State Route 92 Connector (SR 92 Conn.) was a connector route of SR 92 in Dallas. Between 1945 and the end of 1946, it was established from SR 6/SR 120 and SR 61 in the eastern part of the city to SR 92 in the northeast part of the city. Its entire length was hard surfaced. By the middle of 1950, it was decommissioned.

=== Dallas spur route ===

State Route 92 Spur (SR 92 Spur) was a spur route of SR 92 in Dallas. In 1952, it was established from SR 6/SR 120 and SR 61 in the eastern part of the city to SR 92 in the northeastern part. The next year, it was decommissioned.
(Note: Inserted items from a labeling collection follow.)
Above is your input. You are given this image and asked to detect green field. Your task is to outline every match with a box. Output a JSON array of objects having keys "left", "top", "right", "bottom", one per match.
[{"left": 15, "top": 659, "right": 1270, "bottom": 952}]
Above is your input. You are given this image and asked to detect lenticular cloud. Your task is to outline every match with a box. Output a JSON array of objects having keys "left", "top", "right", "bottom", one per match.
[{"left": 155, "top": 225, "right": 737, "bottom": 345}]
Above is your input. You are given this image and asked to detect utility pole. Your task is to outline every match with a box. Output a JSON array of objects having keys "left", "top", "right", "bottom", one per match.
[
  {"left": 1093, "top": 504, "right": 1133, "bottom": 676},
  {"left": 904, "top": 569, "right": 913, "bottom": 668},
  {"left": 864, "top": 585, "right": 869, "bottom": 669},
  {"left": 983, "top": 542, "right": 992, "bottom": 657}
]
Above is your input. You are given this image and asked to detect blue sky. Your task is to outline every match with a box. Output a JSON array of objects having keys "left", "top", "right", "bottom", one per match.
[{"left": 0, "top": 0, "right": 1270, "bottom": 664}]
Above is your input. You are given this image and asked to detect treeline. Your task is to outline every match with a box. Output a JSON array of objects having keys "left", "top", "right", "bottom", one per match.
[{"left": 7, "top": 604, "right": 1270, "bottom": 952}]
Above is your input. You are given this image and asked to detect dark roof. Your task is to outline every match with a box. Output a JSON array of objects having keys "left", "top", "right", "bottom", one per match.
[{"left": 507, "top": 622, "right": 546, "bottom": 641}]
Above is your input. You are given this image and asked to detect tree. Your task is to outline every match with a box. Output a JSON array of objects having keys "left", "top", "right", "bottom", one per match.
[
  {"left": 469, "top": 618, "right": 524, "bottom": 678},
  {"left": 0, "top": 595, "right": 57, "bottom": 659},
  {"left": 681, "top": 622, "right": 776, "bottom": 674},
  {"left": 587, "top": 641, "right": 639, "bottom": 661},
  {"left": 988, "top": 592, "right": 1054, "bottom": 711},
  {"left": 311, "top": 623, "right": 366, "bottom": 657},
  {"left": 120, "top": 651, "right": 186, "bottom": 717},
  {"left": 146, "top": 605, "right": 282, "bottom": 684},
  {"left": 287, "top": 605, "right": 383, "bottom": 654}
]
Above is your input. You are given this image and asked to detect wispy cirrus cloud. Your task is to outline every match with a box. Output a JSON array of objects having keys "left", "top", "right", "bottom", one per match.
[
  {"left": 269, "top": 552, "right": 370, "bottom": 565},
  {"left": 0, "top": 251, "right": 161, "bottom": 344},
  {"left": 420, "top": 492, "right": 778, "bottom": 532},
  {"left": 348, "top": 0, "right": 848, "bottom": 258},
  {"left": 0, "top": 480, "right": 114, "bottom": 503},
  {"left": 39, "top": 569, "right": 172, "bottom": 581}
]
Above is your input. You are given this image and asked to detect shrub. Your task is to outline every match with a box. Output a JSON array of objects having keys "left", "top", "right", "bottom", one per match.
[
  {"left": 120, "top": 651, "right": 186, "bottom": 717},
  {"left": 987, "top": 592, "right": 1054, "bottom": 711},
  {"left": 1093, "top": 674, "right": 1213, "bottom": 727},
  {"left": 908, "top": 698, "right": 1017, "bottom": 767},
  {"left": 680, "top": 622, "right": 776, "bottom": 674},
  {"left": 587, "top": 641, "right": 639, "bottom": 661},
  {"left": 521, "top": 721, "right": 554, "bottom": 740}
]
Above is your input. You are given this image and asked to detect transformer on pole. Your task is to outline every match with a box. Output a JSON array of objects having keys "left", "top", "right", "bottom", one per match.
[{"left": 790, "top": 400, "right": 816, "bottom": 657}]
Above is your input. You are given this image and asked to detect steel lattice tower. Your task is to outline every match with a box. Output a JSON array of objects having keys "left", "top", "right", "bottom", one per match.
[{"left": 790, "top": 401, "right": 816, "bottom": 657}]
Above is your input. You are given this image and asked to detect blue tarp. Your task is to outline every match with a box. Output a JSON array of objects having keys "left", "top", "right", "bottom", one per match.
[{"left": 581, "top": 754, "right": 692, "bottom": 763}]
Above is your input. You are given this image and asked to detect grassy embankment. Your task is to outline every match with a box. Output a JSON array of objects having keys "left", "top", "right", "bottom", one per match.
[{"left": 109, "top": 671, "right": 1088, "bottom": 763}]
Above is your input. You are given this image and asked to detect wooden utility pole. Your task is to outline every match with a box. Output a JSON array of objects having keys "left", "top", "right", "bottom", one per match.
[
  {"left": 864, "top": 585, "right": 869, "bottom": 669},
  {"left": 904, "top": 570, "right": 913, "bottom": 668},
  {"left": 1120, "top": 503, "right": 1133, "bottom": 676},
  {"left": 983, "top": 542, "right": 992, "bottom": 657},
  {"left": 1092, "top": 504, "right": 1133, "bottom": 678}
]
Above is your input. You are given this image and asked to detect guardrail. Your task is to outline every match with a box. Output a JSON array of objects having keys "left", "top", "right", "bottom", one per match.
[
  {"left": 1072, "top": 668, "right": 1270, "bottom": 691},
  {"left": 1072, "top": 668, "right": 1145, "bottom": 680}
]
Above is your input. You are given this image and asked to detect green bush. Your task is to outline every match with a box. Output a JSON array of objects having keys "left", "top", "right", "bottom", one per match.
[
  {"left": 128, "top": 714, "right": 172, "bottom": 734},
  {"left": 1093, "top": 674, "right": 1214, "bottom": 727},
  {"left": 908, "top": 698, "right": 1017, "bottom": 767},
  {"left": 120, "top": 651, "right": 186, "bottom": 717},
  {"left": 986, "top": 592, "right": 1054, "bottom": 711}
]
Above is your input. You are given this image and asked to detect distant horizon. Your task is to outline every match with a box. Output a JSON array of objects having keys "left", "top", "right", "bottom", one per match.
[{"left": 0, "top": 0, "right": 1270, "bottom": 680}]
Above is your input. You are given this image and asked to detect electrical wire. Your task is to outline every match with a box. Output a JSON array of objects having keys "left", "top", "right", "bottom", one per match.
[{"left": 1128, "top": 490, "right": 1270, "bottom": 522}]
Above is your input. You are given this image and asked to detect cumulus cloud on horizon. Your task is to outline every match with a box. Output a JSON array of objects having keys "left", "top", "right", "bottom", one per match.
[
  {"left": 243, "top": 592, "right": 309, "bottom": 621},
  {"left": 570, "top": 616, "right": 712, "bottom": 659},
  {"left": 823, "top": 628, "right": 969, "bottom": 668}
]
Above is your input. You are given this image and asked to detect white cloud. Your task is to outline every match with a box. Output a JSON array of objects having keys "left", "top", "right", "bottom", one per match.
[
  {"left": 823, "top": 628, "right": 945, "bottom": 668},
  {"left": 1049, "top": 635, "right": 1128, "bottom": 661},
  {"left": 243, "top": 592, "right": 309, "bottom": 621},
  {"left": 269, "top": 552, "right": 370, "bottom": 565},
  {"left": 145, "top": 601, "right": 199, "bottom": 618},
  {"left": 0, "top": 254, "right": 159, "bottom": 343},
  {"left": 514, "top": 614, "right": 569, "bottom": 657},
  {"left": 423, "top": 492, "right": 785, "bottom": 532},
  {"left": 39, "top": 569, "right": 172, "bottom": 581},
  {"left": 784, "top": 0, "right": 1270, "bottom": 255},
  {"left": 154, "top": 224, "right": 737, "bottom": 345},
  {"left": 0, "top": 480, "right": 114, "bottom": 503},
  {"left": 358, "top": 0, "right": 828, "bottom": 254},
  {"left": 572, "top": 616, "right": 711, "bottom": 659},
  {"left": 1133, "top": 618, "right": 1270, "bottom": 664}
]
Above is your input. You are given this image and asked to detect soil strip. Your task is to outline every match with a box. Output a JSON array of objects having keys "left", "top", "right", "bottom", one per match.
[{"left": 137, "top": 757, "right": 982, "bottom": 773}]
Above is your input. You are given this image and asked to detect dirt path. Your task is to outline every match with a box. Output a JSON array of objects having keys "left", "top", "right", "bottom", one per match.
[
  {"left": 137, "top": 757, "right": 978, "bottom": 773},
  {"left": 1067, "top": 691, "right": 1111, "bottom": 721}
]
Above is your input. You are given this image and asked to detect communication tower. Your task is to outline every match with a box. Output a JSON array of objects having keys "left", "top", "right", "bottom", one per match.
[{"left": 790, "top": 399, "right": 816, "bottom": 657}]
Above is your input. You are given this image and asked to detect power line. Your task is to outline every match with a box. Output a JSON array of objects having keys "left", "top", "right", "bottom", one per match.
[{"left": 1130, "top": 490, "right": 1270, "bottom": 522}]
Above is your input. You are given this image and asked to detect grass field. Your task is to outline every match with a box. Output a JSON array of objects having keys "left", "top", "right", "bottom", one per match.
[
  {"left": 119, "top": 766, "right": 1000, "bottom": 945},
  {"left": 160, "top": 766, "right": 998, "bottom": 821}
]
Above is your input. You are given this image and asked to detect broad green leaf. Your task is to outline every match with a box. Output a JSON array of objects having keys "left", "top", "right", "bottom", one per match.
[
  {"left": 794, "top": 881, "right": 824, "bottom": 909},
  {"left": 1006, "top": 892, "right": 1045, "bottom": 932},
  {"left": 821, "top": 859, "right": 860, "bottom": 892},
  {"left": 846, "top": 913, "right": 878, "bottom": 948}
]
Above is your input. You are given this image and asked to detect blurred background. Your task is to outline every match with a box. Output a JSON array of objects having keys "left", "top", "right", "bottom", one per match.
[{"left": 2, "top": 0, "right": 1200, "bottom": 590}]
=== Dallas–Cross Roads spur ===

State Route 92 Spur (SR 92 Spur) was a spur route of SR 92 that existed from Dallas to Cross Roads. The roadway that would eventually become SR 92 Spur was built in 1939, when SR 92 was extended from Hiram to Acworth. By the end of 1948, the entire length of SR 92 that would become the spur route was hard surfaced. In 1966, the Dallas–New Hope segment of SR 92 was shifted to the southeast. Its old alignment became SR 92 Spur. In 1972, the Hiram–New Hope segment of SR 92 was shifted east. Its old alignment between New Hope and Cross Roads became a northeast extension of SR 92 Spur. In 1979, SR 92 Spur was redesignated as SR 381.

On April 4, 1977, Southern Airways Flight 242 attempted a landing on the stretch of highway near New Hope after hail and heavy rain shattered its windshields and destroyed its engines. The DC-9 crashed, killing the flight crew, 60 passengers, and eight people on the ground. It also destroyed a gas station, grocery store, and other structures.